Per il Pd si tratta di un passaggio decisivo, è lo spartiacque tra il dire e il fare, l’essere forza alternativa di governo o il non-essere destinato a restare partito d’opposizione. Sul piano della politica europea, Meloni allarga lo spazio di manovra anche per la Germania e stoppa la fuga in avanti di Macron, campione mondiale di corse solitarie che finiscono contro un muro. Meloni ha ragionato tenendo insieme il quadro interno e quello esterno, Roma e Bruxelles, con lo sguardo rivolto agli Stati Uniti di Trump, il game changer, la forza che ha cambiato le regole del gioco e sullo Stato Palestinese va in tandem con Benjamin Netanyahu. C’è molto filo da tessere, ma la trama è ancora tutta da scoprire. L’intervento fluviale del Presidente americano all’Assemblea generale dell’Onu è stato un memento, un colpo di cannone in un dormitorio. Quando ha sepolto le politiche green dicendo che «il cambiamento climatico è la più grande truffa mai perpetrata al mondo»; quando ha avvisato i naviganti diretti verso gli scogli che «l’immigrazione e le loro idee energetiche suicide saranno la morte dell’Europa occidentale»; quando ha indicato il fallimento dell’Onu in tre parole, «è stata inefficace» e ha aggiunto che «non ha mai raggiunto il suo vero potenziale» aprendo alla necessità di una profonda riforma; quando ha ricordato agli alleati la realtà della guerra in Ucraina, «le nazioni della Nato dovrebbero abbattere gli aerei russi che violano lo spazio aereo»; quando ha incontrato Zelensky e lo ha definito «un uomo coraggioso che sta combattendo con tutte le sue forze».
Trump va dritto al punto, scuote il Palazzo di Vetro, squaderna un altro racconto della contemporaneità.

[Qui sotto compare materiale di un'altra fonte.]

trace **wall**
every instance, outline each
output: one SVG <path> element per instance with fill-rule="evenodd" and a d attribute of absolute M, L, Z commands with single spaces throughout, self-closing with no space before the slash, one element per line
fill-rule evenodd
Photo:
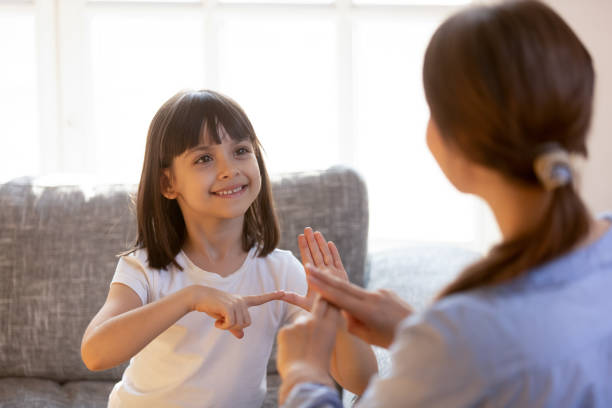
<path fill-rule="evenodd" d="M 595 212 L 612 211 L 612 1 L 548 0 L 576 31 L 593 57 L 595 109 L 582 192 Z"/>

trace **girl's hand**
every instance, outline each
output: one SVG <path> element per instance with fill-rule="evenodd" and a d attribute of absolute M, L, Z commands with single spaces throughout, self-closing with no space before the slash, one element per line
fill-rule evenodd
<path fill-rule="evenodd" d="M 192 311 L 206 313 L 215 319 L 215 327 L 229 330 L 234 336 L 244 337 L 243 329 L 251 325 L 249 307 L 282 299 L 284 292 L 276 291 L 255 296 L 232 295 L 207 286 L 194 285 Z"/>
<path fill-rule="evenodd" d="M 304 234 L 298 236 L 298 247 L 304 266 L 310 264 L 318 268 L 325 268 L 333 276 L 348 282 L 348 274 L 342 265 L 338 248 L 333 242 L 325 241 L 325 237 L 319 231 L 313 232 L 310 227 L 304 228 Z M 308 275 L 308 269 L 306 269 L 306 275 Z M 314 298 L 315 292 L 309 285 L 306 296 L 291 292 L 286 293 L 283 300 L 310 311 Z"/>
<path fill-rule="evenodd" d="M 276 365 L 283 379 L 279 390 L 281 405 L 298 383 L 316 382 L 333 387 L 329 361 L 340 318 L 338 309 L 317 296 L 311 315 L 302 315 L 278 332 Z"/>
<path fill-rule="evenodd" d="M 412 308 L 392 291 L 370 292 L 321 268 L 308 265 L 307 269 L 309 287 L 341 309 L 349 332 L 370 344 L 389 347 L 397 325 L 412 313 Z"/>

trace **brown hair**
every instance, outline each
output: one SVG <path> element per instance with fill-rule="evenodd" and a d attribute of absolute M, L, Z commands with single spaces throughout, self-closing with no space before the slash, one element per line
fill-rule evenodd
<path fill-rule="evenodd" d="M 539 185 L 533 162 L 546 143 L 586 156 L 594 76 L 571 28 L 532 0 L 451 16 L 433 35 L 423 66 L 431 116 L 445 142 L 531 186 Z M 589 231 L 589 214 L 571 184 L 550 194 L 538 225 L 493 247 L 439 298 L 508 281 L 575 246 Z"/>
<path fill-rule="evenodd" d="M 157 111 L 147 135 L 144 163 L 136 197 L 138 235 L 130 253 L 146 248 L 149 266 L 163 269 L 182 248 L 187 230 L 176 200 L 162 195 L 160 180 L 164 169 L 175 157 L 197 146 L 204 130 L 215 143 L 221 143 L 223 127 L 234 141 L 248 139 L 254 148 L 261 190 L 244 217 L 242 248 L 257 245 L 257 255 L 264 257 L 276 248 L 280 238 L 274 209 L 270 178 L 262 156 L 262 147 L 255 130 L 240 106 L 227 96 L 210 90 L 181 91 Z"/>

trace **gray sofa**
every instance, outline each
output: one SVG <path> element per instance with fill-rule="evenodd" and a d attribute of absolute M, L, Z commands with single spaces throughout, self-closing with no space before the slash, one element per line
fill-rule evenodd
<path fill-rule="evenodd" d="M 80 341 L 104 302 L 116 254 L 134 238 L 134 191 L 27 178 L 0 184 L 0 407 L 106 406 L 125 366 L 88 371 Z M 299 257 L 296 237 L 312 226 L 337 244 L 353 282 L 397 288 L 417 308 L 473 257 L 443 247 L 367 257 L 367 191 L 348 168 L 282 175 L 273 191 L 279 247 Z M 384 373 L 388 359 L 378 353 Z M 277 405 L 278 384 L 273 353 L 264 407 Z"/>

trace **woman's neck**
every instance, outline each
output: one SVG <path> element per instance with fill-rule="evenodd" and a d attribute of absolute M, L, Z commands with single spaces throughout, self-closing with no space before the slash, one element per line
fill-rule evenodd
<path fill-rule="evenodd" d="M 491 208 L 504 241 L 532 230 L 549 211 L 552 194 L 540 188 L 526 187 L 509 181 L 490 183 L 487 191 L 478 194 Z M 606 220 L 589 219 L 589 233 L 575 248 L 591 244 L 610 228 Z"/>
<path fill-rule="evenodd" d="M 551 195 L 511 182 L 489 185 L 481 197 L 489 204 L 505 241 L 534 228 L 550 206 Z"/>

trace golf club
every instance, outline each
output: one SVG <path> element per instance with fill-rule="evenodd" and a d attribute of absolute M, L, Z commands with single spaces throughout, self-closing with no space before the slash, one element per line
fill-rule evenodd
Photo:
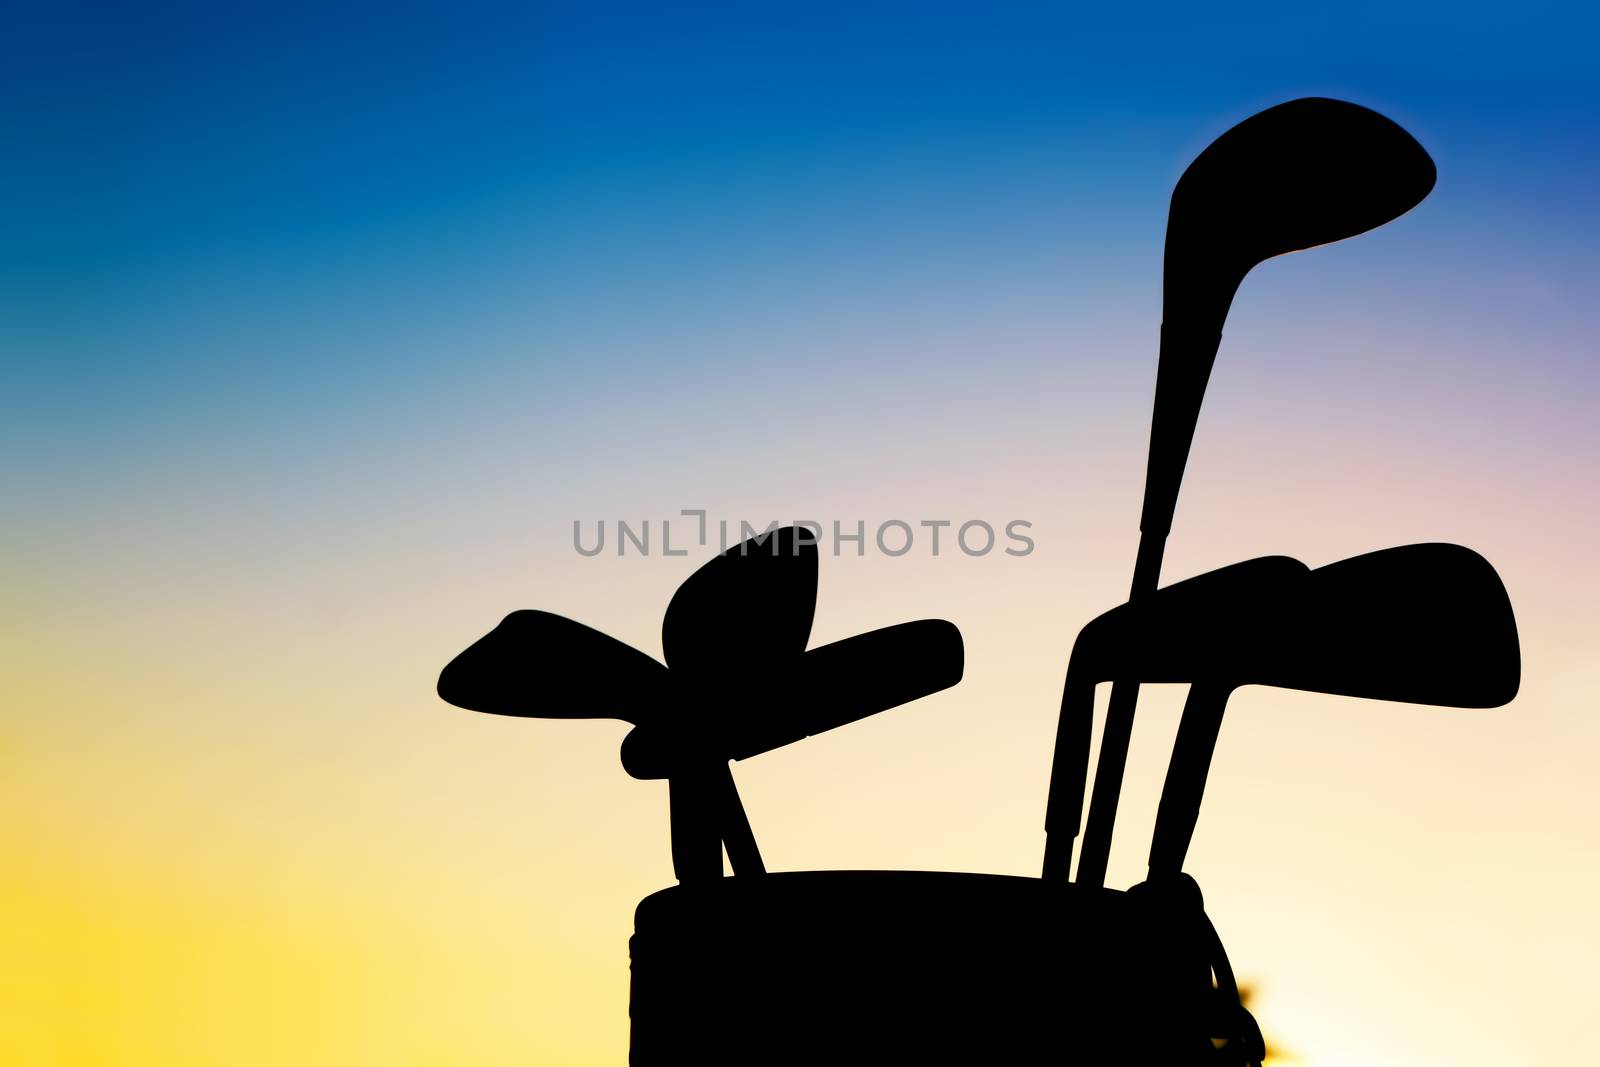
<path fill-rule="evenodd" d="M 1319 567 L 1302 586 L 1288 617 L 1281 604 L 1264 606 L 1273 623 L 1229 642 L 1190 690 L 1156 814 L 1152 878 L 1183 868 L 1235 689 L 1454 708 L 1500 707 L 1516 696 L 1516 619 L 1500 576 L 1476 552 L 1449 544 L 1384 549 Z"/>
<path fill-rule="evenodd" d="M 1151 848 L 1152 875 L 1171 873 L 1182 867 L 1235 689 L 1498 707 L 1517 690 L 1516 622 L 1494 569 L 1459 545 L 1406 545 L 1314 571 L 1267 556 L 1168 586 L 1085 626 L 1064 701 L 1080 743 L 1094 687 L 1110 678 L 1192 685 Z M 1068 803 L 1065 792 L 1052 799 Z"/>
<path fill-rule="evenodd" d="M 474 711 L 616 718 L 635 729 L 624 769 L 666 778 L 679 881 L 765 865 L 730 759 L 745 759 L 961 680 L 961 634 L 924 619 L 806 651 L 817 545 L 803 527 L 758 535 L 711 559 L 673 595 L 667 663 L 571 619 L 519 611 L 452 660 L 439 695 Z M 729 622 L 733 625 L 728 625 Z"/>
<path fill-rule="evenodd" d="M 1161 353 L 1130 602 L 1159 582 L 1206 383 L 1244 276 L 1274 256 L 1381 226 L 1420 203 L 1434 179 L 1433 161 L 1394 122 L 1321 97 L 1244 120 L 1184 171 L 1167 218 Z M 1078 880 L 1090 885 L 1105 879 L 1137 703 L 1138 686 L 1114 680 L 1079 862 Z M 1047 815 L 1044 877 L 1070 876 L 1078 828 L 1076 819 L 1063 825 Z"/>
<path fill-rule="evenodd" d="M 1226 681 L 1230 675 L 1225 666 L 1220 674 L 1212 672 L 1226 664 L 1237 644 L 1269 636 L 1307 573 L 1305 564 L 1287 556 L 1246 560 L 1130 601 L 1080 630 L 1062 688 L 1046 825 L 1065 830 L 1077 826 L 1082 816 L 1099 683 L 1181 682 L 1198 687 Z M 1101 804 L 1098 789 L 1094 803 Z M 1091 808 L 1091 819 L 1099 810 Z M 1065 832 L 1049 841 L 1058 838 L 1070 841 Z M 1046 877 L 1060 875 L 1046 871 Z"/>
<path fill-rule="evenodd" d="M 816 539 L 786 526 L 713 556 L 667 604 L 661 648 L 686 742 L 667 778 L 680 882 L 721 878 L 724 846 L 735 874 L 766 872 L 727 757 L 704 739 L 712 721 L 755 702 L 762 677 L 805 653 L 816 601 Z"/>
<path fill-rule="evenodd" d="M 529 718 L 613 718 L 641 724 L 671 717 L 679 686 L 661 663 L 598 630 L 544 611 L 518 611 L 439 675 L 439 696 L 457 707 Z M 679 880 L 722 871 L 722 847 L 738 873 L 765 870 L 727 760 L 684 759 L 668 782 L 673 870 Z"/>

Mentre nel salotto progressista erano già in preda alle convulsioni, Meloni ha chiosato: «Condivido quello che dice Trump sulla migrazione, ho condiviso buona parte di quello che dice sul Green Deal e ho condiviso anche alcuni passaggi sul fatto che gli organismi multilaterali, per lavorare bene, devono recuperare e migliorare il loro ruolo in un contesto come quello nel quale ci troviamo». L’asse Stati Uniti-Italia è forte, ne avremo conferma nell’intervento di Meloni, che per Trump è un punto di riferimento, perché nella precarietà ormai cronica dei governi dell’Europa, tra le leadership traballanti, c’è la stabilità del governo di Roma. La foto della famiglia europea è un quadro in bianco e nero: Macron è un presidente in crisi nera, senza un governo credibile e con gli islamisti che bussano alla porta; Merz è un cancelliere nel limbo, prigioniero dei socialdemocratici in caduta libera; Sanchez è ingabbiato nella sua ideologia sinistra e guida uno Stato scheggiato dai secessionisti; Starmer ha i tribunali islamici in casa e gli inglesi che al pub non riconoscono il loro Paese. In mezzo, ci siamo noi, l’Italia, gli unici che con Giorgia Meloni hanno una prospettiva politica di lungo termine, una leader che può correre la maratona della longue durée, il tempo lungo della storia.